Steps to Explore a Time Series

Prioritize...

After reading this section, you should be able to prepare a dataset for a time-series analysis, apply various techniques to clean the dataset, and decompose the time series.

Read...

At this point, you should know the different components of a time series (trend, periodicity, and noise) and a variety of common patterns that may exist in your data. Now, we need to actually apply this knowledge to decompose the time series into each individual component. In this section, we are going to work through an example of how to prepare your data for a variety of time series analyses we will learn about in this course. Please note that depending on the time series analysis you pick, these steps may change a bit. But this is the general order you should follow to set up the data:

Form a Question and Pick the Dataset
Clean Data
Plot Time Series
1. Smooth Data
2. Transform Data
3. Plot Again
Decompose Data into Components (trend, periodicity, and noise)

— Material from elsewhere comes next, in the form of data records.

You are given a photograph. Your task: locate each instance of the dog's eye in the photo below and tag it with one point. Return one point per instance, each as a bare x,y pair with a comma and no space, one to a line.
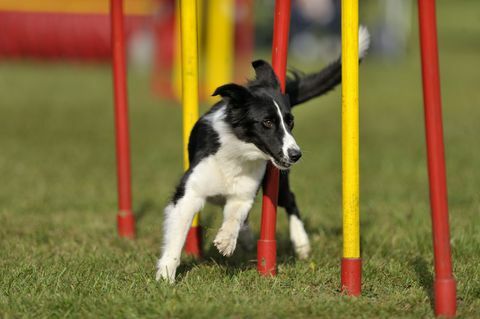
267,123
290,124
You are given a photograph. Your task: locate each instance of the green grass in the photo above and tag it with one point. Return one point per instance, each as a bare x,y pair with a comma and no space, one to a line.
60,256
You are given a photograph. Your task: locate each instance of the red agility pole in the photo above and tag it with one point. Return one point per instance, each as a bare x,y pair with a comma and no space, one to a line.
267,245
444,284
125,220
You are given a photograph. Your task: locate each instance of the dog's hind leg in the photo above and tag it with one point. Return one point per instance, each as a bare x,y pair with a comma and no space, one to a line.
178,218
234,215
298,235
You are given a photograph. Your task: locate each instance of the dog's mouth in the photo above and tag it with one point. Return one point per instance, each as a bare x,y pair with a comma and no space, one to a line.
281,164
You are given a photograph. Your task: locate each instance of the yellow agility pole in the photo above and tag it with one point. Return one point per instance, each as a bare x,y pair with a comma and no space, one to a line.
219,44
351,262
189,53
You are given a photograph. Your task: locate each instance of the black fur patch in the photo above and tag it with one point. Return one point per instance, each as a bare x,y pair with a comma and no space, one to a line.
203,142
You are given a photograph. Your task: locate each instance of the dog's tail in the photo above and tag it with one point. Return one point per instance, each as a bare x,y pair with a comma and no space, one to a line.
303,87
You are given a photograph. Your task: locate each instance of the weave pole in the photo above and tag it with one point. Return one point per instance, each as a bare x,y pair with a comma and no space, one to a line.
351,267
125,219
189,49
220,53
267,244
444,283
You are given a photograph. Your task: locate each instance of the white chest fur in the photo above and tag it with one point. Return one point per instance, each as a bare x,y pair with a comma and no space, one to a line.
235,170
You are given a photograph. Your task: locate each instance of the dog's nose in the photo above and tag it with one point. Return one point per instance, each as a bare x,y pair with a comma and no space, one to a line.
294,154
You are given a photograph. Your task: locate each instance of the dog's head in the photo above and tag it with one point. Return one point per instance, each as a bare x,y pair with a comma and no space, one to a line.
260,114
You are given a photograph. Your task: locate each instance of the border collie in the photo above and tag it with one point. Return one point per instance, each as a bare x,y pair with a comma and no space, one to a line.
229,149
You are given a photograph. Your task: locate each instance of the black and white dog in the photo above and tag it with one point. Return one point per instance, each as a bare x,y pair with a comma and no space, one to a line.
228,150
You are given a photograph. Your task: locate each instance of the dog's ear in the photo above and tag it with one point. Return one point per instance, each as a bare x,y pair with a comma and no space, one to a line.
265,74
233,92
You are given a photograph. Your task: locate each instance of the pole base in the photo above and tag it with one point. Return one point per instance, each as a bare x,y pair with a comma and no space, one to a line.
267,257
193,243
126,224
351,276
445,297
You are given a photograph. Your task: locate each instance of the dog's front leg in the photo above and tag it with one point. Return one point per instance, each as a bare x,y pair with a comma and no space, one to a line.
234,215
178,218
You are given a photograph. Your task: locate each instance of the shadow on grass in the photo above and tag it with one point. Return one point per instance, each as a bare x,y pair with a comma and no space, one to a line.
424,275
145,207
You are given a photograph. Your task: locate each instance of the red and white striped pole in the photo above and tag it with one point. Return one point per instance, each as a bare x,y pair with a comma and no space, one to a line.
444,283
267,244
125,219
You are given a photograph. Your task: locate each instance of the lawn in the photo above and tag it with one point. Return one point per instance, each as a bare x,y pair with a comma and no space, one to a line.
60,255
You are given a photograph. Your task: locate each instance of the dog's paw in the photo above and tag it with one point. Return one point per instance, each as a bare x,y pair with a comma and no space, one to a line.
246,238
166,270
299,238
303,251
226,241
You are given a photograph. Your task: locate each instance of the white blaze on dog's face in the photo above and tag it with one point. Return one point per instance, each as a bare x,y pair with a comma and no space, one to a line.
261,114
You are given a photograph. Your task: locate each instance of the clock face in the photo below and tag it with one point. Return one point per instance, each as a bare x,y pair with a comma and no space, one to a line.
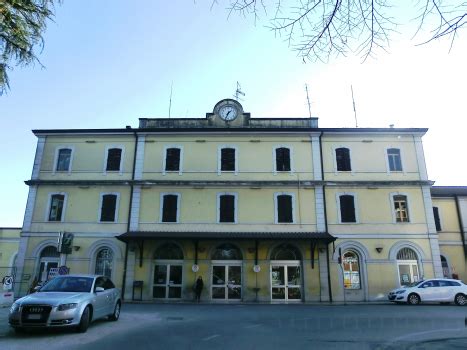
228,112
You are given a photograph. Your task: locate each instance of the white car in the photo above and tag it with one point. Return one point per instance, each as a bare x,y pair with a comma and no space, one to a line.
67,301
436,290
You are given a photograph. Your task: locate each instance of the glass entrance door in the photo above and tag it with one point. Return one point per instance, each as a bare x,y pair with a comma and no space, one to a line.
167,281
408,272
226,282
286,282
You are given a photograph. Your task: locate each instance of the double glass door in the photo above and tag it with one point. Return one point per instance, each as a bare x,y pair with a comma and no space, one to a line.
286,282
226,282
167,281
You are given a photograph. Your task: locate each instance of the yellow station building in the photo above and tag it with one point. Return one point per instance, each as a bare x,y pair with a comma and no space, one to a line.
268,210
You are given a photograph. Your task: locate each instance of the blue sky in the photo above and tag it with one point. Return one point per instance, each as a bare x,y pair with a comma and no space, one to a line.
110,62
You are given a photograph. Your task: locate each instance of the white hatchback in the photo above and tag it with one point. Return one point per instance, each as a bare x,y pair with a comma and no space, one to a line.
437,290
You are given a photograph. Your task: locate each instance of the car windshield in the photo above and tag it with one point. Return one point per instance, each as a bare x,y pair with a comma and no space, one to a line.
413,284
68,284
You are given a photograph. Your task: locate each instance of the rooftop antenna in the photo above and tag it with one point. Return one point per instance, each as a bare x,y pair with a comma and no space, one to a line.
238,92
308,99
354,110
170,100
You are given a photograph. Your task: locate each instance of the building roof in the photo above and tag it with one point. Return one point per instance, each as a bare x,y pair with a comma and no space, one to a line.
148,235
448,191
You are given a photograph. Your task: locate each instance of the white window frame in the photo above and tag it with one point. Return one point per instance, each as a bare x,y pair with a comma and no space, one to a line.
107,148
117,207
57,152
218,206
338,205
161,207
274,163
47,212
180,171
393,208
334,158
388,168
219,159
276,208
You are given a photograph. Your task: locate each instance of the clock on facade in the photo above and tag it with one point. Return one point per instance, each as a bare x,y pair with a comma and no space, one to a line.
228,112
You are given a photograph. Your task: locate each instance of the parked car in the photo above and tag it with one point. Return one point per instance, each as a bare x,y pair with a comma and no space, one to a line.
67,301
437,290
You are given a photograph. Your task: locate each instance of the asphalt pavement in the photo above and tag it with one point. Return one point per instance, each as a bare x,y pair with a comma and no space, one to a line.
258,326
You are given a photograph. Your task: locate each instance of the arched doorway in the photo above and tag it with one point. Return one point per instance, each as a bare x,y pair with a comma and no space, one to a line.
407,266
226,273
445,266
286,276
49,259
168,272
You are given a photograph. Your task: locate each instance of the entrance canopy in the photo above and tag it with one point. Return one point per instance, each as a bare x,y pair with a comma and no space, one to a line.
149,235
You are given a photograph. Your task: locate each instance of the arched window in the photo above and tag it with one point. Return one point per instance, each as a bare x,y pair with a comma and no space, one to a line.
104,262
351,266
406,254
227,252
285,252
168,251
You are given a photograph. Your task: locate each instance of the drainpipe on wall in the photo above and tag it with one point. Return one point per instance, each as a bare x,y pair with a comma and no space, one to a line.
325,214
129,215
461,225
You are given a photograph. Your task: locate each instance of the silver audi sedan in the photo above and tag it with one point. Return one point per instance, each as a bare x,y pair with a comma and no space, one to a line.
67,301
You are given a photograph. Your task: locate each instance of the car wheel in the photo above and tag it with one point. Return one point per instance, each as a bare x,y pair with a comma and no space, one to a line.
460,299
85,320
116,314
413,299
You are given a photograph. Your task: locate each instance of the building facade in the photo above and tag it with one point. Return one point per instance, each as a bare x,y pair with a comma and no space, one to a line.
269,210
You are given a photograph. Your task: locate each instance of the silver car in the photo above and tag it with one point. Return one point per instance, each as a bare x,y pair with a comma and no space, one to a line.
67,301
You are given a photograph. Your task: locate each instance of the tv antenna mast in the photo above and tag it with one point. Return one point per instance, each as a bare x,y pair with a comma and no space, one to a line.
308,100
238,92
354,110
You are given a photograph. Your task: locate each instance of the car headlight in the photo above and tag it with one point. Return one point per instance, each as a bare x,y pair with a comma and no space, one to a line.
14,308
64,307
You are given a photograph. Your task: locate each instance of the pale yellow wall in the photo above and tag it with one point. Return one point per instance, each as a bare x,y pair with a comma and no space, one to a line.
9,241
199,206
255,159
89,156
82,209
369,159
375,210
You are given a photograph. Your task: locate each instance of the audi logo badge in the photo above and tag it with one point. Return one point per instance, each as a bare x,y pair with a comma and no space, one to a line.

Forming a Question and Selecting a Dataset

There are a lot of questions we can ask when it comes to performing a time series analysis. However, we need to refine the question to be specific enough to actually perform an analysis and interpret the results. If your question is clear and concise, your interpretation of the results will be more straightforward. For example, let’s say we wanted to look at the global change in temperature. At first glance, you might think that is straightforward…..it’s not. Let’s start with the ‘global’ aspect. Is this a global average? How is global computed? And then, what is the change? The monthly change? The yearly change? How does the global value now compare to the global value 10 years ago? And then, finally, temperature. There are many temperature variables we could be talking about: air temperature, sea surface temperature, the temperature at 2 meters, deep ocean temperatures, temperatures at a specific pressure level... The problem with such a vague question is that if you don’t know what you are trying to ask, then you will have problems selecting the data and the appropriate analysis which, in turn, will lead to poor interpretations of the result.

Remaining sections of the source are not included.